MAGs from binning metagenomes

What is a MAG?

A MAG (metagenome-assembled genome) is a putative genome, reconstructed from metagenomic data. Because these genomes do not derive from a clonal culture they typically represent a consensus of the genomes of many closely related cells in one or more metagenomic samples, and for this reason they are sometimes called population genomes. It is important to remember that, because of the way MAGs are inferred from the data, the resulting sequence is usually fragmentary and may not accurately represent the genome of any cell in the community. It is merely an average estimate, and there are well-known problems with taking averages, see for example the wikipedia page on Simpson's paradox to get an idea of how averages can go wrong.

What is a good MAG?

The international genomics community has made an effort to define quality standards for MAGs via the Minimum Information about a Metagenome Assembled Genome (MIMAG) standards. The basic idea is to require that a MAG possess a certain minimum level of estimated completeness and maximal level of estimated contamination for it to be considered as one of "Low-quality", "Medium-quality", "High-quality", or "Finished". See Table 1 in the above-linked paper for the full details. Generally speaking it is hard to achieve "High-quality" and nearly impossible to get "Finished" with short read sequencing data alone. Long read metagenome data has been shown to produce results in these categories, although it can be difficult to obtain sufficient DNA for those methods, and they currently remain more expensive than short read sequencing.

Making MAGs

The process of reconstructing genomes from a metagenome is often referred to as metagenome binning or just binning, from the process of assigning contigs to one 'bin' per genome. There are many binning tools available to extract MAGs from metagenome assemblies. When timeseries data is available, MetaBAT2 is a good choice because it is both easy to use and offers good performance. MetaBAT2 can be installed via conda as follows:

Install MetaBAT2

conda install -y -n workshop metabat2

MetaBAT2 input data

As input, MetaBAT2 requires reads from each of the shotgun metagenome samples to be mapped back to the metagenome assembly. We will not cover the read mapping process in this tutorial, but it can be carried out using standard mapping software such as bwa mem or bowtie2. Be sure to sort and index the bam files with samtools prior to running metabat.
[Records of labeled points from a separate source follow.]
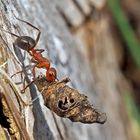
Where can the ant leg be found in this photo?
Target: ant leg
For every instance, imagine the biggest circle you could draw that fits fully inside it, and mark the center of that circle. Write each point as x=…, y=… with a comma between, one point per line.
x=39, y=32
x=40, y=50
x=23, y=90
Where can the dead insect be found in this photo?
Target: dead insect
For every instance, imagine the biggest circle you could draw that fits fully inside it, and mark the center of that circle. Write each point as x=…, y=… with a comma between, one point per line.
x=67, y=102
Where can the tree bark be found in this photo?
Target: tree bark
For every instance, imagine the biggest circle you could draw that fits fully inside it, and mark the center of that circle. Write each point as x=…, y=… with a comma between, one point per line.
x=72, y=43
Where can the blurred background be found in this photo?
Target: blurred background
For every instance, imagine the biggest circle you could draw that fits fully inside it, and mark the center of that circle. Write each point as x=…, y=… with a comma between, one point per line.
x=97, y=44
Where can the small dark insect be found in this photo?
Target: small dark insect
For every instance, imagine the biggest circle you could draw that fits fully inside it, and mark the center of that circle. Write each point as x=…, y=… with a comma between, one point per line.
x=28, y=44
x=67, y=102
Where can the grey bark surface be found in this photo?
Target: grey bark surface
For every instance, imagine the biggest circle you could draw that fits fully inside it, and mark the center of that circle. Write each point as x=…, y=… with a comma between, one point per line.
x=69, y=55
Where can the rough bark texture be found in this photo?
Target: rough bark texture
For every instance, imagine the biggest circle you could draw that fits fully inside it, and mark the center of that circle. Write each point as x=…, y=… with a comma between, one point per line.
x=67, y=33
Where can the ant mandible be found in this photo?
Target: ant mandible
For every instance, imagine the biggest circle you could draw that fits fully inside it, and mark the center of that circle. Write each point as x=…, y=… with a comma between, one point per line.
x=28, y=44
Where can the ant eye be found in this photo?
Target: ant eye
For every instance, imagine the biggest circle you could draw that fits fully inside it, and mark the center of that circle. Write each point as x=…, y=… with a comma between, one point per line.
x=51, y=74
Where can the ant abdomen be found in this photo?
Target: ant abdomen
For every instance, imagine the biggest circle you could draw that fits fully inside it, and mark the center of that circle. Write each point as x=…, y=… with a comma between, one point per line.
x=25, y=42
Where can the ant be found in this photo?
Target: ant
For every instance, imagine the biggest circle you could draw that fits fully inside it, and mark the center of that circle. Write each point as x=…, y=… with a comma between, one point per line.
x=28, y=44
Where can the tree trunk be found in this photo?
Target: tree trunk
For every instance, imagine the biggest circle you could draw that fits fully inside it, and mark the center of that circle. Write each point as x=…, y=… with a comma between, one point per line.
x=75, y=39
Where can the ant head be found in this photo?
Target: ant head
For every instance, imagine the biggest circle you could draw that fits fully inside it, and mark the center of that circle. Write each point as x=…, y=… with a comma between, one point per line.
x=51, y=74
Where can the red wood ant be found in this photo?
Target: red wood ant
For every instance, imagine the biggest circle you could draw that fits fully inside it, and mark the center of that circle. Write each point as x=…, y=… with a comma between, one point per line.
x=28, y=44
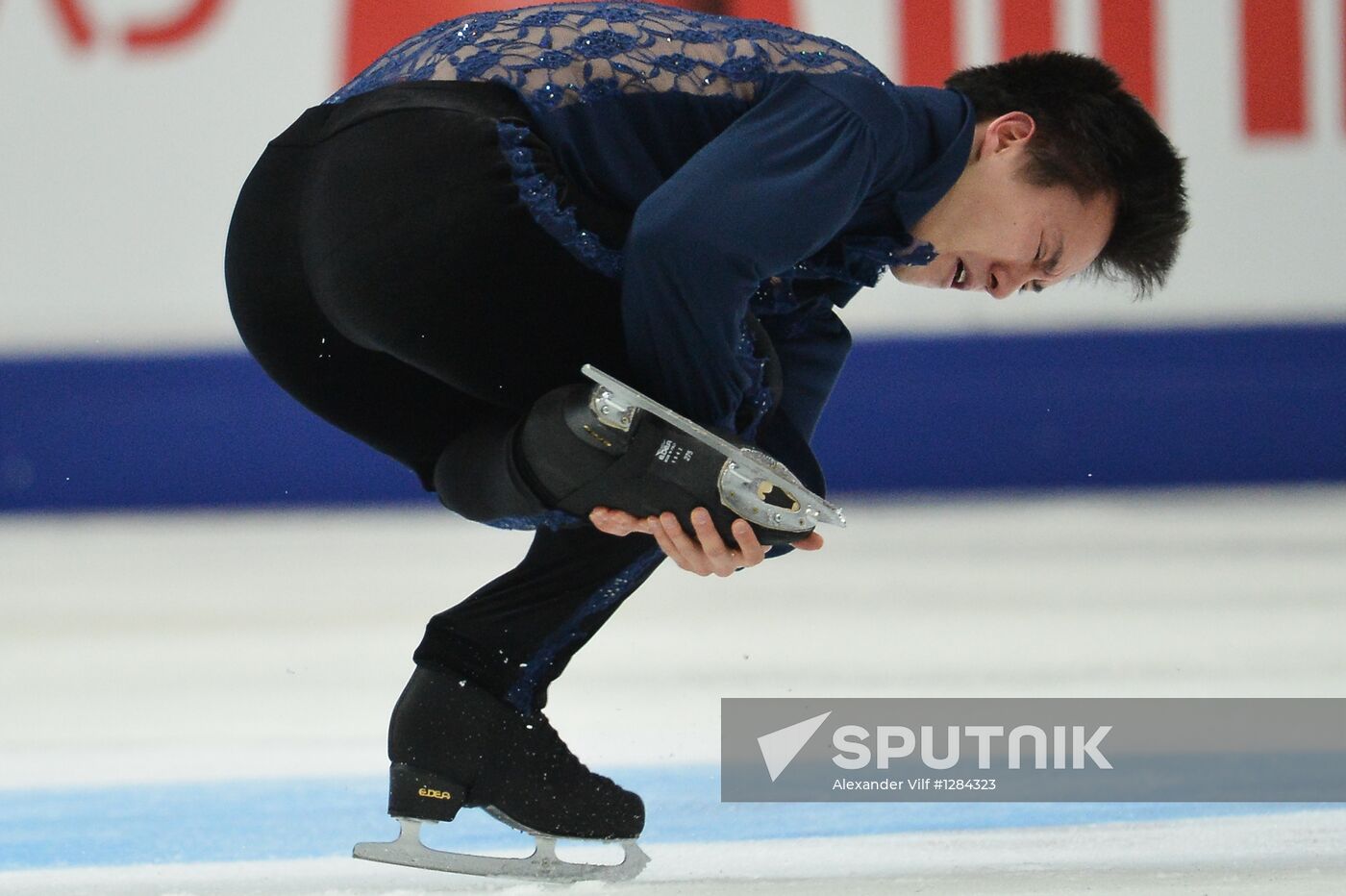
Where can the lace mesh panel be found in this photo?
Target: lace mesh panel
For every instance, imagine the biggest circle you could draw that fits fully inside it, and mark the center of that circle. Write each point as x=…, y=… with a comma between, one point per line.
x=564, y=53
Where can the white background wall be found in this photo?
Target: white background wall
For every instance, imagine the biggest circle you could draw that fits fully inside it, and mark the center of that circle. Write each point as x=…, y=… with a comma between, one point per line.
x=118, y=171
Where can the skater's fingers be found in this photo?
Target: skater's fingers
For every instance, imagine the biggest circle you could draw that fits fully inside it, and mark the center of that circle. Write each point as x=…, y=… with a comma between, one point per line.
x=750, y=549
x=720, y=560
x=811, y=542
x=685, y=546
x=666, y=545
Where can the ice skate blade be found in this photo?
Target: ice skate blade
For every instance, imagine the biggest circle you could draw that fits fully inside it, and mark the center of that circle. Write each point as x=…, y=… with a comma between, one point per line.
x=542, y=865
x=746, y=470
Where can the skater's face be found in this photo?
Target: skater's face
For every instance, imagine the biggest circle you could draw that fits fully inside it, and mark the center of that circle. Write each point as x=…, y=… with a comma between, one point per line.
x=999, y=233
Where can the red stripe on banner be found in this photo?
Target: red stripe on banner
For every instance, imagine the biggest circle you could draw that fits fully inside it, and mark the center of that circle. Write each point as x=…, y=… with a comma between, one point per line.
x=376, y=26
x=74, y=22
x=777, y=11
x=1127, y=42
x=179, y=27
x=928, y=40
x=1027, y=26
x=1274, y=67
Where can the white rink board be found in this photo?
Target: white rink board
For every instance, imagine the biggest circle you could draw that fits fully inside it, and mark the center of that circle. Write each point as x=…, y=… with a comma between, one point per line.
x=185, y=649
x=120, y=171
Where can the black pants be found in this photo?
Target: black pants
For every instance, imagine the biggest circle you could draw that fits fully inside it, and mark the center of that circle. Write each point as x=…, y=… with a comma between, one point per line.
x=384, y=270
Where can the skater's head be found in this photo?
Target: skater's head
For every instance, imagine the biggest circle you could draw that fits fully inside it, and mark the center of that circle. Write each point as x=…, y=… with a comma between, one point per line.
x=1067, y=174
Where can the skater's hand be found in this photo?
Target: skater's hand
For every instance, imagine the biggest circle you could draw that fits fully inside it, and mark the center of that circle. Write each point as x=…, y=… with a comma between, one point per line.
x=706, y=555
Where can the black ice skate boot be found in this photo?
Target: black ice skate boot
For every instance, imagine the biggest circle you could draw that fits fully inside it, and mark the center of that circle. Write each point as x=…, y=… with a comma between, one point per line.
x=453, y=744
x=609, y=445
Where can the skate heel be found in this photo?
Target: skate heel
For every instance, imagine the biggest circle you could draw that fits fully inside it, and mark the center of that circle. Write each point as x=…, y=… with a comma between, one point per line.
x=414, y=792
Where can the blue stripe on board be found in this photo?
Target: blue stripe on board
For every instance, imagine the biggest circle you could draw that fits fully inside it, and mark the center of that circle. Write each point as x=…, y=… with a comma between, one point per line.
x=1248, y=405
x=276, y=819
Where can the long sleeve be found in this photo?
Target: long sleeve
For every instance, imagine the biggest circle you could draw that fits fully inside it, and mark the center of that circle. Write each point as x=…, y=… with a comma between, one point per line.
x=770, y=190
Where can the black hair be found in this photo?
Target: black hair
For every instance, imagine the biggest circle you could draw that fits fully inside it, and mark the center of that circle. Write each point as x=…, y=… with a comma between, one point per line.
x=1097, y=138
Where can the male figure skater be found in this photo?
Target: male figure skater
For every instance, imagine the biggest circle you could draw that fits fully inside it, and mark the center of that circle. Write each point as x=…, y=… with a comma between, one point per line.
x=430, y=257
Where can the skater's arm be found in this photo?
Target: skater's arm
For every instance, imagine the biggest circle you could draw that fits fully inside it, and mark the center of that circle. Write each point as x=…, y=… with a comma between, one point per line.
x=771, y=190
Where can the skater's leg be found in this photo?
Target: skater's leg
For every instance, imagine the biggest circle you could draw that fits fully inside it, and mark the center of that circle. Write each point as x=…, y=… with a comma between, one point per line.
x=517, y=634
x=416, y=245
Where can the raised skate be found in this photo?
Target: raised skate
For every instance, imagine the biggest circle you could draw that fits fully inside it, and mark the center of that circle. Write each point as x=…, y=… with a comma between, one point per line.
x=751, y=484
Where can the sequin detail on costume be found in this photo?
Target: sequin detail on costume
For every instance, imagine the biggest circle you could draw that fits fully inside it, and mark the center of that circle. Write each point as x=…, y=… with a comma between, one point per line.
x=540, y=195
x=524, y=691
x=551, y=519
x=567, y=53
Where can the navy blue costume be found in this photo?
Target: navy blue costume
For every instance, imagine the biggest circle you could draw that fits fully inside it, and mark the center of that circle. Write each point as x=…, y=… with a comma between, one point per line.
x=697, y=172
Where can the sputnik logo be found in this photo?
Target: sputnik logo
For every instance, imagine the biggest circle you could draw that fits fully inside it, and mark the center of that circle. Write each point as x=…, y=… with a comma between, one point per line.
x=781, y=747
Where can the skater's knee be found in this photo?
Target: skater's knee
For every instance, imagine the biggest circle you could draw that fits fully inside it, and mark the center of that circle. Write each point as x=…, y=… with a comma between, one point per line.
x=478, y=478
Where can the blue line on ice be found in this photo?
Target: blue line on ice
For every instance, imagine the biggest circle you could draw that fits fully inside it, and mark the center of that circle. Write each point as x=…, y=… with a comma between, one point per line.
x=309, y=818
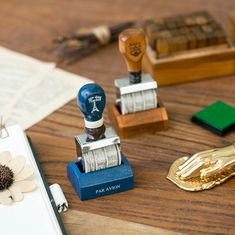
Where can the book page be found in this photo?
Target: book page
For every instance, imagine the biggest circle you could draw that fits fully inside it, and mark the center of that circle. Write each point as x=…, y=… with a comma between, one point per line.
x=30, y=89
x=34, y=214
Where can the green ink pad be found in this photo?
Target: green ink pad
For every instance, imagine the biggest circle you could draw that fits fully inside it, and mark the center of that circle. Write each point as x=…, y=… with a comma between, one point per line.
x=218, y=117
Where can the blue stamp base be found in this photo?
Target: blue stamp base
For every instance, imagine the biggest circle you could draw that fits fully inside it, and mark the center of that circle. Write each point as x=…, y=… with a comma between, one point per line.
x=100, y=183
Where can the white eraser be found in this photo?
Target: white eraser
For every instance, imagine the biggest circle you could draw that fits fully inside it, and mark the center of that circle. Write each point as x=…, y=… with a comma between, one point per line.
x=59, y=198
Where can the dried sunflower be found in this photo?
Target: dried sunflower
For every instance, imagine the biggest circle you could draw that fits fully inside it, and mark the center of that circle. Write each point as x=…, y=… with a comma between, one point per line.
x=14, y=174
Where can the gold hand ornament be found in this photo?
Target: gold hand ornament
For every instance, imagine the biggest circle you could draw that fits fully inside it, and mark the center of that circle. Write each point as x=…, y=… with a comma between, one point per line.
x=204, y=170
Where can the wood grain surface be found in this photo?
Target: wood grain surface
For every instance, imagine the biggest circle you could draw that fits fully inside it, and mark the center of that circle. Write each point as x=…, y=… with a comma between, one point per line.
x=29, y=27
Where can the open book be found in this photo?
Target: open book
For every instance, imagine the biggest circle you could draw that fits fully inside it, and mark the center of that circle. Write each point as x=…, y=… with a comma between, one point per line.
x=36, y=214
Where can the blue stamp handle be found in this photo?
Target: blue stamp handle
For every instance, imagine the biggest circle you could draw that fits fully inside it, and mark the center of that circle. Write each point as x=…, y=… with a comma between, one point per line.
x=91, y=101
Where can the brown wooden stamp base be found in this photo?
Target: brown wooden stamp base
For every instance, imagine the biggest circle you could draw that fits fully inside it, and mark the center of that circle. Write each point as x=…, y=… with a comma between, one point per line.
x=138, y=123
x=193, y=65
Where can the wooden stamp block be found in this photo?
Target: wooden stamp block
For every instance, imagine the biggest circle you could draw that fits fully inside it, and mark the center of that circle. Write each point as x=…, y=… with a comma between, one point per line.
x=196, y=64
x=138, y=123
x=193, y=52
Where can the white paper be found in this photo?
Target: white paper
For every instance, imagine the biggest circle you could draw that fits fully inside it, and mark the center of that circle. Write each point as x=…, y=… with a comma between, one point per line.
x=33, y=215
x=30, y=89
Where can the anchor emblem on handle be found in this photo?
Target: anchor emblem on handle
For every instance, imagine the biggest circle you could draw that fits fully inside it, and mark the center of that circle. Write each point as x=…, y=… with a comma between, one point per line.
x=94, y=100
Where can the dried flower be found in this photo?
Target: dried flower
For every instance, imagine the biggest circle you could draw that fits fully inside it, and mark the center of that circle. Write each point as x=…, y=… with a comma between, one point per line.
x=14, y=176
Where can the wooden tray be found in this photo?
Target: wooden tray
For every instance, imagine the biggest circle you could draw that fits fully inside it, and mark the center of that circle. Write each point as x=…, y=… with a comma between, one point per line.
x=134, y=124
x=191, y=65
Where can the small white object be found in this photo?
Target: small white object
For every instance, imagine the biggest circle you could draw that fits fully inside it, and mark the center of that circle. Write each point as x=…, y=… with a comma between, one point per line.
x=103, y=34
x=59, y=198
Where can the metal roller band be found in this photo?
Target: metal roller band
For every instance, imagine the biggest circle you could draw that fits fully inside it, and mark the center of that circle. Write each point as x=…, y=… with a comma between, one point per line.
x=139, y=101
x=102, y=158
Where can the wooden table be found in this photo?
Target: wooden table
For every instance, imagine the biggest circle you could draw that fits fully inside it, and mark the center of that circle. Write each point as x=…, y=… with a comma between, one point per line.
x=29, y=27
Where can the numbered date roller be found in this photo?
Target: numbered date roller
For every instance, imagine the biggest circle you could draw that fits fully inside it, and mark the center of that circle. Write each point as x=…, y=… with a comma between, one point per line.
x=98, y=148
x=137, y=92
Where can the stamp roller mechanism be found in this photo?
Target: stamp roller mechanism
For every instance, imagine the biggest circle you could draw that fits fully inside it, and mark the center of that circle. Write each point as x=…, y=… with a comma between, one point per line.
x=137, y=108
x=101, y=168
x=136, y=93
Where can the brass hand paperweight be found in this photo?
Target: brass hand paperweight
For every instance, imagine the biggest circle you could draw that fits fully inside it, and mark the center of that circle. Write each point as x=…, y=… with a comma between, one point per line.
x=204, y=170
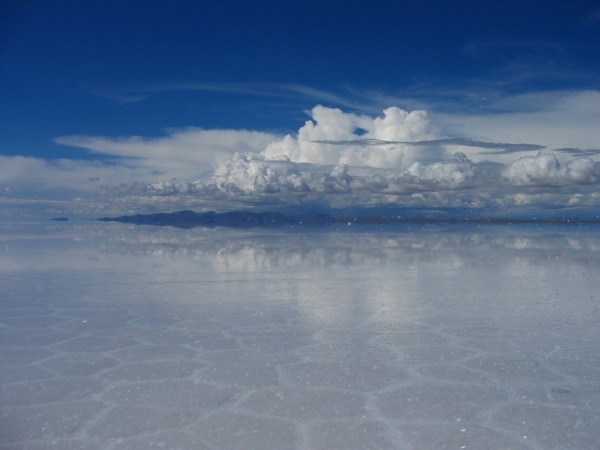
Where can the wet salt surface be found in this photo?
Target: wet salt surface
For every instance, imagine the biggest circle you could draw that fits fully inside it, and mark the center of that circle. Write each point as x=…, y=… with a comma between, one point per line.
x=117, y=337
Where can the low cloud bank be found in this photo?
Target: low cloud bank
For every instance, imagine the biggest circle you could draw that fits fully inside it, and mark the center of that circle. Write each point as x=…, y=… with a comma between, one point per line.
x=336, y=160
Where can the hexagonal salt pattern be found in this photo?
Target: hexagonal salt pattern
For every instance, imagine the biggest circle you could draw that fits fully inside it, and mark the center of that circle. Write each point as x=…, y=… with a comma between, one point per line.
x=117, y=337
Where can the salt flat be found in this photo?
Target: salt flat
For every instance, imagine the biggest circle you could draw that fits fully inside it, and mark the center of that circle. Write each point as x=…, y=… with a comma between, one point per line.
x=115, y=336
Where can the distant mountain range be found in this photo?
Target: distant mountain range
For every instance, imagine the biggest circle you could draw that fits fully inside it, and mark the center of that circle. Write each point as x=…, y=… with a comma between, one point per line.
x=247, y=219
x=234, y=219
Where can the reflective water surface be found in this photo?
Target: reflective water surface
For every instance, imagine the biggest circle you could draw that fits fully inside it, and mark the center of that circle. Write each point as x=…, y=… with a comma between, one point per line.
x=115, y=336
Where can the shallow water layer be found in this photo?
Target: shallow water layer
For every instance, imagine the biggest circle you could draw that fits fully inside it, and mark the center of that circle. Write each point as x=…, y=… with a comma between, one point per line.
x=115, y=336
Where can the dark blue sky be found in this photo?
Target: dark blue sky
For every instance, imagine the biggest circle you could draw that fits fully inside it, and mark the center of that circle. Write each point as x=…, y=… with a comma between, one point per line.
x=121, y=68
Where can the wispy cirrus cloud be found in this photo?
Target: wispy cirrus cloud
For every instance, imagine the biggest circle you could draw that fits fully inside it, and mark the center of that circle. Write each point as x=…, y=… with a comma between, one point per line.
x=337, y=159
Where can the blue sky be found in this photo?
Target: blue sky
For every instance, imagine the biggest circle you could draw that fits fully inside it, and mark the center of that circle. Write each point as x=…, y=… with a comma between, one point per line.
x=142, y=105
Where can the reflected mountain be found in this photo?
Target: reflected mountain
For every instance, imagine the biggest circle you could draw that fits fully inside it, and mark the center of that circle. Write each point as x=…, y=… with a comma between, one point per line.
x=248, y=219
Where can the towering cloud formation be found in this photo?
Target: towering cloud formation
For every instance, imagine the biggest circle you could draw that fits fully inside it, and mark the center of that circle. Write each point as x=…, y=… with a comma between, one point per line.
x=336, y=159
x=318, y=140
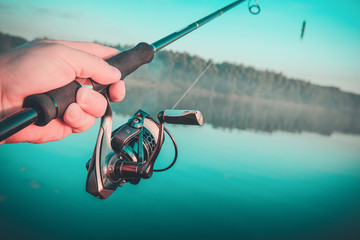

Assuming we have bam files of mapped reads and the metagenome assembly available in a directory called /data/assembly we can compute genome bins as follows:

Analyse the assembled timeseries data-set with runMetaBat.sh

# create a folder for metabat output
mkdir ~/metabat ; cd ~/metabat
# analyze the set of bams against the metagenome
runMetaBat.sh /data/assembly/contigs-fixnames.fa /data/assembly/*.bam 

Depending on how much data you've got this can take a long time to compute. Luckily MetaBAT2 has a good parallel implementation so it can go faster if you run on a large multi-core machine. At the end of the process MetaBAT2 will produce a directory called contigs-fixnames.fa.metabat-bins, which contains one FastA file of contigs for each genome bin that it inferred.